5) EU AI act
Yes, more AI regulation. The world seems to be showing a unified front… by setting off in its own direction. This regulation is still being finalised, but this act is looking at prohibiting certain types of AI considered ‘high risk, regulating others and mandating various measures. Requirements are expected to include model evaluations, assessing, and mitigating systemic risks, conducting adversarial testing, reporting to the European Commission on serious incidents, ensuring cyber security and reporting on energy efficiency.
6) CP26/23 - Operational resilience: Critical third parties to the UK financial sector
A catchy title, for sure. This is building on previous regulation that seeks to bring critical IT providers into the scope of financial regulators. As above, it will be interesting to see how this impacts third parties.
7) Bermuda Personal Information Protection Act (PIPA)
Now, it’s been around a while, for sure. But the regulator has said they are getting round to implementing this in 2024. The requirements are pretty GDPR-ish, but there’s still work to do for in-scope organisations if you haven’t picked up on GDPR yet.
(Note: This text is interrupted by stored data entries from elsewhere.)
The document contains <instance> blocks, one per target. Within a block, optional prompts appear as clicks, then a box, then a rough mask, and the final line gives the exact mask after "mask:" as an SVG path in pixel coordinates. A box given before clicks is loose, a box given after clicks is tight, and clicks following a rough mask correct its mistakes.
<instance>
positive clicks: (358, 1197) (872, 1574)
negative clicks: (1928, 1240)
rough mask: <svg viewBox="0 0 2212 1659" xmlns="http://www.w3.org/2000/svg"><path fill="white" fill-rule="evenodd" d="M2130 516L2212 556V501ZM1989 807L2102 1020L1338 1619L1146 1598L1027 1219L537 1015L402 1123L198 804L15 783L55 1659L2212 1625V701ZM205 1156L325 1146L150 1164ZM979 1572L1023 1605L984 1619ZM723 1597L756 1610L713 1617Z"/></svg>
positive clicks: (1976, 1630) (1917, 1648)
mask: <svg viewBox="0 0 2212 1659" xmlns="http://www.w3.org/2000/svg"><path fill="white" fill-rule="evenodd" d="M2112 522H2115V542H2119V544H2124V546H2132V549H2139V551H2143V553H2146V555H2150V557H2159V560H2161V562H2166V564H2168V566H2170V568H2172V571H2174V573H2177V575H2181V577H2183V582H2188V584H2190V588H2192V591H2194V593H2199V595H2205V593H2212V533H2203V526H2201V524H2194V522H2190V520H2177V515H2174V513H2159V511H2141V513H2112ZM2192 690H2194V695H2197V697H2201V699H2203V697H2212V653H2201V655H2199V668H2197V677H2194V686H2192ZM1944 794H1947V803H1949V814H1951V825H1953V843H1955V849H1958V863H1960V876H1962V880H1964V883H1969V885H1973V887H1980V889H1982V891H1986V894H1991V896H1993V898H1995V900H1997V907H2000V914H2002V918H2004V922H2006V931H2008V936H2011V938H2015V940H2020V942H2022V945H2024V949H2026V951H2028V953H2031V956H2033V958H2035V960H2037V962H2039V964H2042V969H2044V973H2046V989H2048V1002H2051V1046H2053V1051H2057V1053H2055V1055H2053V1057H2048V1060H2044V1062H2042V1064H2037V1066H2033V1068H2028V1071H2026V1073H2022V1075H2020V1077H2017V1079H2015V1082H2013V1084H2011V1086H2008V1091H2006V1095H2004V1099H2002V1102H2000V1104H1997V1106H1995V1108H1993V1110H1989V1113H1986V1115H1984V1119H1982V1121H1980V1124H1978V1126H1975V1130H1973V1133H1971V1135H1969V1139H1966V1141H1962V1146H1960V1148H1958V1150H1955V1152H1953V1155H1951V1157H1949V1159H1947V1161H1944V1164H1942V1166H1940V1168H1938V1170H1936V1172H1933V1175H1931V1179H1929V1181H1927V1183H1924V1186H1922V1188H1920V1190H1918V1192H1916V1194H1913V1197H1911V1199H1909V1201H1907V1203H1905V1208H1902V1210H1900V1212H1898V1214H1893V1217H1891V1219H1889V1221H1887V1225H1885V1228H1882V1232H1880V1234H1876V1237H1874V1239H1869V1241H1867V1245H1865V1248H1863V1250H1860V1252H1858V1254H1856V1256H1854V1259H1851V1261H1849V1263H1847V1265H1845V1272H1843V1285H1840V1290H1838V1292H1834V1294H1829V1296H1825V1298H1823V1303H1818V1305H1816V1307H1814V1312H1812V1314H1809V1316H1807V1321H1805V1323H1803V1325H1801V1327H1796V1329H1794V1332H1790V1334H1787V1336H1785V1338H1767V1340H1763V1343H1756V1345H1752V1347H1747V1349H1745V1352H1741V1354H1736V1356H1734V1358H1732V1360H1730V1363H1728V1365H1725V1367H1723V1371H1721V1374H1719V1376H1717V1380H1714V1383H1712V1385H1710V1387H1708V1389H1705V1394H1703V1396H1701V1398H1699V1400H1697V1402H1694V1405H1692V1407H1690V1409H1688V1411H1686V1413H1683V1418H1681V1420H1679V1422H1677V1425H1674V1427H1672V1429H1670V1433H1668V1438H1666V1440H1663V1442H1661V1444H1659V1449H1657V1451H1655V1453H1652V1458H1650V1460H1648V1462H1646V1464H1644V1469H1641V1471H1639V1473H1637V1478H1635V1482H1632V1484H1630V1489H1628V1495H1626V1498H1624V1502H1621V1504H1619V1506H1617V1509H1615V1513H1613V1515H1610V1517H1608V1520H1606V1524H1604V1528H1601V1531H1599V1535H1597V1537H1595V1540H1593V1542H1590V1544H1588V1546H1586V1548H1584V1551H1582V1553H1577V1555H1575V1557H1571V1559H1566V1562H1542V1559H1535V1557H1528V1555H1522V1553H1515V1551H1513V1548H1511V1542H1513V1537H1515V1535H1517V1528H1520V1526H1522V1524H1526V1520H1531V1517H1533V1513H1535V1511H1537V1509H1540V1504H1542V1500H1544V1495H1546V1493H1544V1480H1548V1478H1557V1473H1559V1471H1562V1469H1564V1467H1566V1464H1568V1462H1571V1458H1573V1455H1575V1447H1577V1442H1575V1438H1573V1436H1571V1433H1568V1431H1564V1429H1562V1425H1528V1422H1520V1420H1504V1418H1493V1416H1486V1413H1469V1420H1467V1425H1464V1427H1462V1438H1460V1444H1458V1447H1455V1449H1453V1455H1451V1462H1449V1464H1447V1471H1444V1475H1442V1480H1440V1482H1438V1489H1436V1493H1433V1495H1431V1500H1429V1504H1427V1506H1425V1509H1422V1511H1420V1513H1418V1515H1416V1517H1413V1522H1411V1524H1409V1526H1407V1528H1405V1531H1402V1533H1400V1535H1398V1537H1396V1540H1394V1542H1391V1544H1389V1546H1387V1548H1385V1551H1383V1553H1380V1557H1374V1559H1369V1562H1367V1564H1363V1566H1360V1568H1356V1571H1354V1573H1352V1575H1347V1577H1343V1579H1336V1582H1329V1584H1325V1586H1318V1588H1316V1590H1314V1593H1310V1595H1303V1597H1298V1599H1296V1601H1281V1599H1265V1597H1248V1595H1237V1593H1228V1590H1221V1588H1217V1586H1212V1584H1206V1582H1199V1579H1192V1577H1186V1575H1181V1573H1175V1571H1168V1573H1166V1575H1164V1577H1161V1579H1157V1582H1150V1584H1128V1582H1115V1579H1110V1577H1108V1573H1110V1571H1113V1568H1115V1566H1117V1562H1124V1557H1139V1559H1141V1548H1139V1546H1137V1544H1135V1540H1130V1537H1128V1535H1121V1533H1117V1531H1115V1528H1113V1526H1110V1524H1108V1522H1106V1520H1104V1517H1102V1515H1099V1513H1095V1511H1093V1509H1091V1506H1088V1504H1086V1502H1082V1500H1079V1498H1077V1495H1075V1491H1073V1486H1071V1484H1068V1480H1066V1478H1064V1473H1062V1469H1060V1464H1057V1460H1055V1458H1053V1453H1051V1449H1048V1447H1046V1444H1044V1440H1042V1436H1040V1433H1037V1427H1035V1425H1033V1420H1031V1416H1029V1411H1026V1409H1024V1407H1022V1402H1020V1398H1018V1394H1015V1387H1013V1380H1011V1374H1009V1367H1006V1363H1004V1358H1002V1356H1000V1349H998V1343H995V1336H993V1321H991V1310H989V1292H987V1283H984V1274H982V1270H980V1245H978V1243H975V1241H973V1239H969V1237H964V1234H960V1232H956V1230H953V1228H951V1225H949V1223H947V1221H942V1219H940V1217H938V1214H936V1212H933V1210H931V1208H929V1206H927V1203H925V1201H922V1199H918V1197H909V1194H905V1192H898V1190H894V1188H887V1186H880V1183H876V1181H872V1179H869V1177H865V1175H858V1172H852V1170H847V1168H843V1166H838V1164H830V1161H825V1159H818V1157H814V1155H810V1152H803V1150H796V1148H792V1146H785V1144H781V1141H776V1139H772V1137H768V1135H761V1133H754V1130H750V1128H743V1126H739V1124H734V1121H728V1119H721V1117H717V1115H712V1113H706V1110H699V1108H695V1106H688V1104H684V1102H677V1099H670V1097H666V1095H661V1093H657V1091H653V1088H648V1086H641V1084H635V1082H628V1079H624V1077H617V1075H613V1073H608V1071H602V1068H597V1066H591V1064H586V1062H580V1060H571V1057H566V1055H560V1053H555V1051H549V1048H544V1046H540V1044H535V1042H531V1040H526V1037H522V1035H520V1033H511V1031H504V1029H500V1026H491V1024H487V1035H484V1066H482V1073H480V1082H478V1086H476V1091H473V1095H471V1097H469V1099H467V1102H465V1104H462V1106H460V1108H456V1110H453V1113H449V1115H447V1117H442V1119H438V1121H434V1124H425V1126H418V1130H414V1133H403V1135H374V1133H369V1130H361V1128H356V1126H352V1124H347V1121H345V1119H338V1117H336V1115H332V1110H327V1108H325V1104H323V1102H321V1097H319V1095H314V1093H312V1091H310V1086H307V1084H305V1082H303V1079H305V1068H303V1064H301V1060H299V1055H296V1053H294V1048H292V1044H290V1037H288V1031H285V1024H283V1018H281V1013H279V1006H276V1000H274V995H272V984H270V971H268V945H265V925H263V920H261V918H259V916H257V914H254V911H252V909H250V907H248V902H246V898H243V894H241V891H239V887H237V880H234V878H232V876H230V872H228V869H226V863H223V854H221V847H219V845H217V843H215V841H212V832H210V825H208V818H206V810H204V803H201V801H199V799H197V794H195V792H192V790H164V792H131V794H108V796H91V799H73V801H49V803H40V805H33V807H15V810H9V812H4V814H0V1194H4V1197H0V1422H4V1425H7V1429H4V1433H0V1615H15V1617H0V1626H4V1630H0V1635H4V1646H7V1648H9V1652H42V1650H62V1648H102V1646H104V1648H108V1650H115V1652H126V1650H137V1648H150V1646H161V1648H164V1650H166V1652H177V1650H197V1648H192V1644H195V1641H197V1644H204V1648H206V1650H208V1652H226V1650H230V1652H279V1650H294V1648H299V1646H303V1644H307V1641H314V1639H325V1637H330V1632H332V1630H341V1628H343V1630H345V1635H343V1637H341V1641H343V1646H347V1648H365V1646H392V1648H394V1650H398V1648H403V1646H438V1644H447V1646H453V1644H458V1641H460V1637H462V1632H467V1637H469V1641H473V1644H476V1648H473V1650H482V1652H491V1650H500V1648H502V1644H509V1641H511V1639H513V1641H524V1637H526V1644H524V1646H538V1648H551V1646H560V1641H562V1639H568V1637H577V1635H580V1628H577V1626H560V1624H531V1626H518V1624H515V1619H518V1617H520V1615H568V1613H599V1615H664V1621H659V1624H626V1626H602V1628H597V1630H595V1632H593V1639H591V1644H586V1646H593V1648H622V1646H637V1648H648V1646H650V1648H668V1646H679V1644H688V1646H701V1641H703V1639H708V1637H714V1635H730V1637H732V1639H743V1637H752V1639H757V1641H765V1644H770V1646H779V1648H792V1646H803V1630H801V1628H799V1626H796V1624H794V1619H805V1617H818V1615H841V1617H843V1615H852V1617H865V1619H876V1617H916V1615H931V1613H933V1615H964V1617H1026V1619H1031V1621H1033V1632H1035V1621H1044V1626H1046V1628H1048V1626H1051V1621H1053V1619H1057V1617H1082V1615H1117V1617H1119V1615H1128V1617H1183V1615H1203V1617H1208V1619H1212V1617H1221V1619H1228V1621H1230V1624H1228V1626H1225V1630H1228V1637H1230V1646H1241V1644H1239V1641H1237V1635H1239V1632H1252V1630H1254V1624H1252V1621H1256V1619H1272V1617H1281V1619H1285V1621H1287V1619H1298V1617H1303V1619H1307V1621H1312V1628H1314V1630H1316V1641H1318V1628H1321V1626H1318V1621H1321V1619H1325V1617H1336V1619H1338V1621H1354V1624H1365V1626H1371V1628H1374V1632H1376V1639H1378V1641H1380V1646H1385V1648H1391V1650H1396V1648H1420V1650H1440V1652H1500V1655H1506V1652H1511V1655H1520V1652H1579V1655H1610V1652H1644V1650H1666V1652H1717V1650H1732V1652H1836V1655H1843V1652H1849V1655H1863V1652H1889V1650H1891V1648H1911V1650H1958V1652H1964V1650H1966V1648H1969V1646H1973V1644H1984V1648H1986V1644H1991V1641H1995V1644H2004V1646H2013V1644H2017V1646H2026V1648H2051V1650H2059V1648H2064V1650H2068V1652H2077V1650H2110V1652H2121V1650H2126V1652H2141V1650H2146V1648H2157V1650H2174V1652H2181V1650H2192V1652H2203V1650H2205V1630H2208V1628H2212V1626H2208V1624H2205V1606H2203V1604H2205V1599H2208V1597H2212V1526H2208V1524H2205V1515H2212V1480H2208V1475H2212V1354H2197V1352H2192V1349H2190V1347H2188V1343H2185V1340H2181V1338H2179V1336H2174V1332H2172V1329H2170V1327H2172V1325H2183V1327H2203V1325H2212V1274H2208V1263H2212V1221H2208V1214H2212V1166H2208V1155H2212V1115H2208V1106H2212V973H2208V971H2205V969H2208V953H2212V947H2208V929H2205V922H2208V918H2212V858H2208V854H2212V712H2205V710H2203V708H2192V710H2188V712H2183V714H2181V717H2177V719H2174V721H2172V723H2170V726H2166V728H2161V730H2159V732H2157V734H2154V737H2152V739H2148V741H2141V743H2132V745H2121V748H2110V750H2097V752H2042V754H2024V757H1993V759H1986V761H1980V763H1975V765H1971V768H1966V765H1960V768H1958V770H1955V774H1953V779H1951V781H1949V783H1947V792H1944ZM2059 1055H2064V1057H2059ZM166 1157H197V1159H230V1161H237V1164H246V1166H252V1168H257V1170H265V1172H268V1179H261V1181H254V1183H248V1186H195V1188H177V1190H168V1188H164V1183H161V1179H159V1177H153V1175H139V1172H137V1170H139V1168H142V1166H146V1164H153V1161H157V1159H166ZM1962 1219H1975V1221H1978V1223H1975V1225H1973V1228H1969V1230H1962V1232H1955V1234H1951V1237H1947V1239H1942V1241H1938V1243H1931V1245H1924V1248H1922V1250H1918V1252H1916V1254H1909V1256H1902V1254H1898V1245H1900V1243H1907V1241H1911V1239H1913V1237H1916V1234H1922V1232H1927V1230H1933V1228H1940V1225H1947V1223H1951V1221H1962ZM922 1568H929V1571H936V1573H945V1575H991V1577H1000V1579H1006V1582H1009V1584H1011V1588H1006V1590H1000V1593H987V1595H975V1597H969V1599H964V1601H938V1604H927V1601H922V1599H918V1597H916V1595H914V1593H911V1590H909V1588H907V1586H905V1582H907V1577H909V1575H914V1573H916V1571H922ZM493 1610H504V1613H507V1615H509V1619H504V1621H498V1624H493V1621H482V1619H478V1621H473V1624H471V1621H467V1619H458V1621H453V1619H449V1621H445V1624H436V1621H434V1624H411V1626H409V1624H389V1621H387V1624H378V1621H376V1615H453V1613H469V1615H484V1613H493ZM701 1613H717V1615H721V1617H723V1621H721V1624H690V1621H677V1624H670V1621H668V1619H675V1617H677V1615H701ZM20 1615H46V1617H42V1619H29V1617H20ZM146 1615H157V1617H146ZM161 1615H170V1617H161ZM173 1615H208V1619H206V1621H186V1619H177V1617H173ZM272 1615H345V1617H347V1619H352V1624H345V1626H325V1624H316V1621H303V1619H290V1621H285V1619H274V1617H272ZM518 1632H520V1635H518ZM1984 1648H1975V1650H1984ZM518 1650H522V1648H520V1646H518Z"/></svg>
8) SEC Cyber security rules
Technically due in mid-December 2023, but important as it’s going to have a big impact. Requirements cover notification of breaches, disclosure of cyber security risk management and governance information, including board proficiency and oversight of cybersecurity risks. As with all the other rules and regulations we’ve noted, this will spread to the supply chain, so even if you’re not SEC listed, you need to be aware.
Well, that’s eight rules from around the world that are going to have an impact in 2024. We haven’t mentioned US AI executive orders or anything the UK plans to do on AI. We haven’t mentioned US federal data privacy shenanigans. You may think they won’t impact you, and unless you’re in scope, or deliver services to someone that is in scope, you may be right. But read the above and you might just see a poorly hidden trend. If you’re not regulated now, you may well be soon.